In microcosm, Jalali’s journey reflects the essence of what immigration has meant, and still means, to this state. Decade after decade, nationality after nationality, people have found their way here because something about Maine beckoned – in Jalali’s case, it was a travel book of black-and-white photos a worker at the United Nations High Commission on Refugees gave him all those years ago in New Delhi to help choose a destination.

“All these gorgeous pictures, black-and-white, of the Maine coast,” he said, adding with a chortle, “No one told me the pictures were taken in the summertime!” (Thus his layers of sweaters when he arrived on the last weekend in May and, his English barely recognizable, wondered why Mainers were shedding their warm clothes while he was donning his.)

Much has changed since then, yet some things have not.

Many immigrants to Maine today are younger, more educated, more worldly, Jalali noted. Where once his only contact with his family back in Iran was the occasional telephone call that cost $2 a minute – he remembers telling his mother to try not to cry for so long on the phone because it was costing him too much money – he can now enter a URL on his laptop and watch live traffic at a busy intersection in Tehran.

Still, challenges remain. Just as we Americans have for generations toggled back and forth between resentment and acceptance of our latest arrivals, so now do some of us see refugees, asylum seekers and other immigrants as the key to aging Maine’s future while others, spurred on the past four years by our outgoing president, seek to erect walls both literal and figurative between them and their dreams.

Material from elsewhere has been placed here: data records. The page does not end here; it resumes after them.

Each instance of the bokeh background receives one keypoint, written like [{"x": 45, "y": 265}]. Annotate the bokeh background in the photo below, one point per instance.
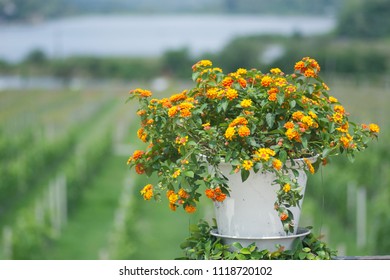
[{"x": 66, "y": 67}]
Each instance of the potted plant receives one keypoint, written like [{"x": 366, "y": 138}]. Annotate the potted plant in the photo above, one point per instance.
[{"x": 245, "y": 123}]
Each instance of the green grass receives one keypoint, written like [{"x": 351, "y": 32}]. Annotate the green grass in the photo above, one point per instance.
[{"x": 87, "y": 231}]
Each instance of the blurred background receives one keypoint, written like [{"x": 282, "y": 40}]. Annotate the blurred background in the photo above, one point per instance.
[{"x": 66, "y": 67}]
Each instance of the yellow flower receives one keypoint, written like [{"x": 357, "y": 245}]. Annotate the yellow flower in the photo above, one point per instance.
[
  {"x": 183, "y": 194},
  {"x": 227, "y": 82},
  {"x": 289, "y": 125},
  {"x": 246, "y": 103},
  {"x": 277, "y": 164},
  {"x": 309, "y": 166},
  {"x": 176, "y": 173},
  {"x": 275, "y": 71},
  {"x": 298, "y": 115},
  {"x": 212, "y": 93},
  {"x": 142, "y": 134},
  {"x": 346, "y": 140},
  {"x": 190, "y": 209},
  {"x": 147, "y": 192},
  {"x": 230, "y": 132},
  {"x": 173, "y": 111},
  {"x": 205, "y": 63},
  {"x": 313, "y": 115},
  {"x": 241, "y": 71},
  {"x": 266, "y": 81},
  {"x": 292, "y": 134},
  {"x": 339, "y": 109},
  {"x": 182, "y": 140},
  {"x": 178, "y": 96},
  {"x": 343, "y": 128},
  {"x": 238, "y": 121},
  {"x": 308, "y": 120},
  {"x": 173, "y": 198},
  {"x": 247, "y": 164},
  {"x": 231, "y": 94},
  {"x": 337, "y": 117},
  {"x": 287, "y": 188},
  {"x": 264, "y": 154},
  {"x": 374, "y": 128},
  {"x": 244, "y": 131},
  {"x": 272, "y": 97}
]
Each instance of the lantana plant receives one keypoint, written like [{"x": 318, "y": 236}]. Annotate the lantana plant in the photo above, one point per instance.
[{"x": 254, "y": 121}]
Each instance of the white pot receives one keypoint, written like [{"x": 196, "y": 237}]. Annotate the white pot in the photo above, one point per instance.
[{"x": 249, "y": 210}]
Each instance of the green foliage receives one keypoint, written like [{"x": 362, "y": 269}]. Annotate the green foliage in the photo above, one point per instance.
[{"x": 201, "y": 245}]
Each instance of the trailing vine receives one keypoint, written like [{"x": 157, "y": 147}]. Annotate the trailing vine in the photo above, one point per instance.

The Immigrant Welcome Center’s Immigrant Business Hub, a 3,960-square foot incubator offering space, equipment and support for immigrants bent on starting their own businesses, is among the best of what Greater Portland offers.

The numbers speak for themselves: According to New American Economy, which advocates for immigrants and their positive economic impact, southern Maine boasted just over 1,100 immigrant entrepreneurs in 2017. Statewide, in 2018, employees at immigrant-owned firms totaled just over 14,000.

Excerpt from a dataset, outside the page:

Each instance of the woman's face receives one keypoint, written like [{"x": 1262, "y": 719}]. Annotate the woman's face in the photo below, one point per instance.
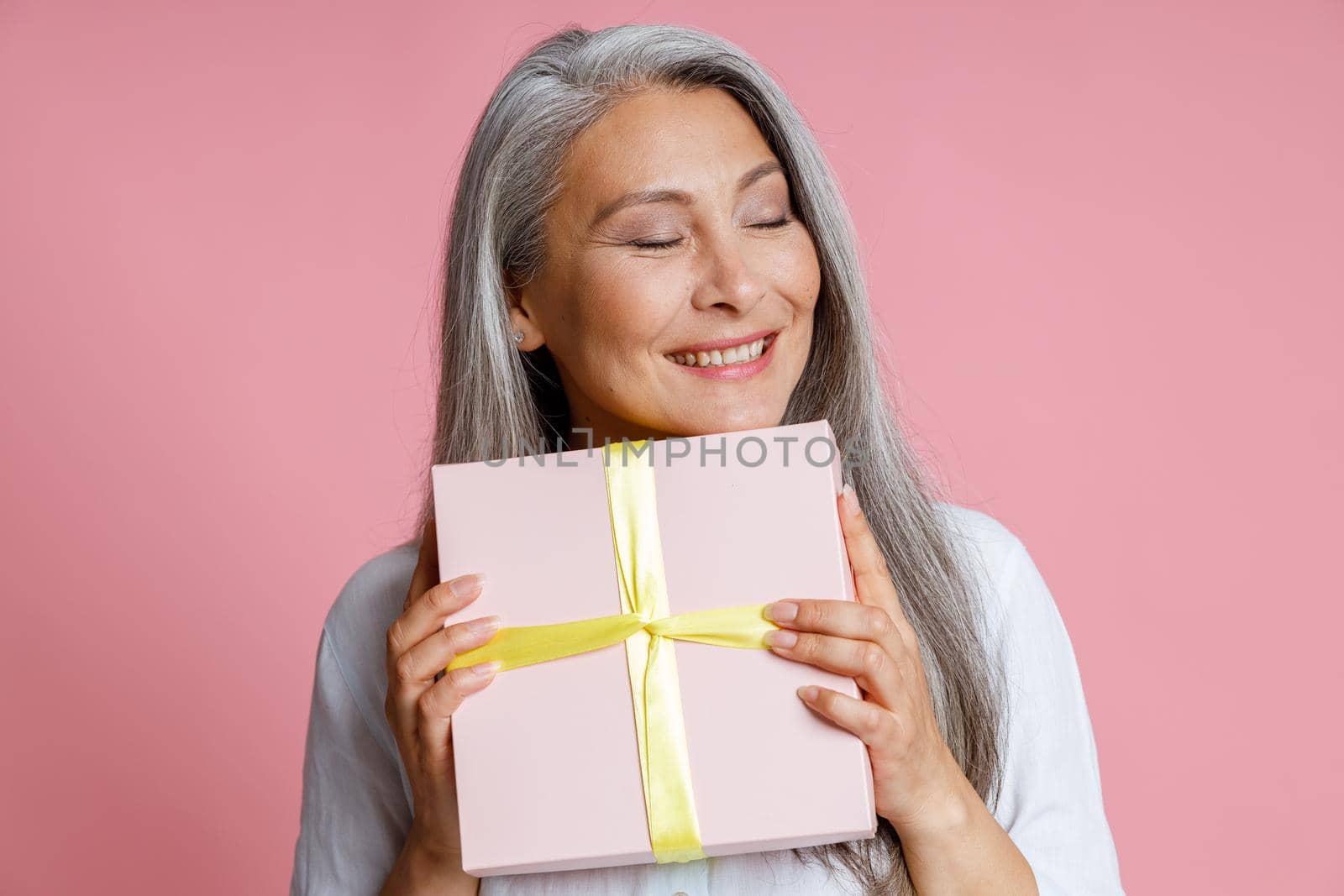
[{"x": 674, "y": 235}]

“This is good for us because we need the skilled work force, and particularly young families … we need them,” Jalali said. “We hope that it will become a national model, that it will be a template for other communities to follow.”

Beyond the business hub, Jalali will oversee the welcome center’s digital language literacy program, its Citizenship Engagement Fund and, last but by no means least, its Your Vote Matters Campaign. Not to mention its link, in eight languages, to guidance on COVID-19, which has hit the immigrant community particularly hard these past 10 months.

Back in September, in its special bicentennial edition, Maine Magazine published a “Love Letter to Maine” from Jalali. The onetime vacuum salesman from far, far away had a few things he needed to get off his chest.

“We make an odd couple,” he observed. “I got here carrying the hot dry summers and the palm and fig trees in my memories, and you have long winters and tall pines. I came from the land of exotic spices, which have caused empires to rise and fall, and your seasonings are salt and pepper. Your celebrated food involves trapping a scary-looking insect relative, boiled while still alive and with its rock-hard shell intact, while my recipes demand days of preparation.”

He concluded, “I adore you, for you sheltered me, a displaced person from another world, added a chair, and taught me to be generous and independent. You made it possible for me to speak, teach, write, and publish – actions I was denied in my homeland. My children were born here. You let me laugh longer and cry deeper.”

Around the time Jalali first set foot here, the sign at Maine’s border proudly proclaimed “The Way Life Should Be.”

Today, perhaps more fittingly, it says, “Welcome Home.”